With 'Harris' Ruling, Supreme Court Silences Voices of Working Families

Today, the U.S. Supreme Court, in a narrow 5-4 decision, voted to brush aside 40 years of legal precedent and eliminate fair share, or agency fee, arrangements for Illinois home health care workers. National Education Association President Dennis Van Roekel said the ruling in Harris v. Quinn, in addition to undermining the rights of public workers, creates more uncertainty and instability in the workplace as the nation continues to struggle to overcome the devastating effects of the Great Recession.

“Quality public services, economic stability and prosperity starts with strong unions, but today the Supreme Court of the United States created a roadblock on that path to the American Dream. This ruling jeopardizes a proven method for raising the quality of home health care services—namely, allowing home health care workers to join together in a strong union that can bargain for increased wages, affordable health care and increased training,” Van Roekel said.

The case against the state of Illinois was filed by the National Right to Work Legal Defense Foundation (NRTW), a political group funded by billionaires like the Koch brothers and Walton family. It’s the latest in a decades-long effort to weaken the rights of working people and make it more difficult for them to join together to improve their jobs and the quality of services they provide.

The plaintiff, Pamela Harris, is an Illinois home-care provider who didn’t want to pay her fair share for union representation, as required by Illinois law.  All union members who enjoy the benefits, rights, and protections of a contract should, in fairness, and must, according to Illinois state law, contribute to maintaining that contract.
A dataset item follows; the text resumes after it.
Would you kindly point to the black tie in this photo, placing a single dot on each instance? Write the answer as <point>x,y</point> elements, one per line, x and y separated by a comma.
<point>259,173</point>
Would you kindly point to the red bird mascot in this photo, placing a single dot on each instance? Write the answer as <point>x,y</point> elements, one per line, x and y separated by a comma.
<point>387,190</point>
Sometimes called “agency fee,” fair share is a percentage of full union dues, based on the actual cost of collective bargaining, contract maintenance, and other services provided to all union members.  Fair share dues are not used for political or ideological activities.

NEA, joined by the California Teachers Association and Change to Win, a federation of labor unions, filed an amicus brief with the Supreme Court to expose the truly radical nature of NRTW’s arguments and underscore their audacious claim that public-sector collective bargaining itself is constitutionally suspect.
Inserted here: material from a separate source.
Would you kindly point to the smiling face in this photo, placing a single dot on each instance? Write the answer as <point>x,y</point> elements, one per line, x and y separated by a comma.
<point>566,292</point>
Writing for the minority, Justice Elena Kagan said that although the Court made the harmful decision to strike down fair share requirements for home health aides in Illinois, it did not deliver all what the petitioners wanted, namely to impose right-to-work for all government employees.

“For many decades, Americans have debated the pros and cons of right-to-work laws and fair-share requirements,” Kagan wrote. “The petitioners in this case asked this Court to end that discussion for the entire public sector. The good news out of this case is clear: The majority declined that radical request.”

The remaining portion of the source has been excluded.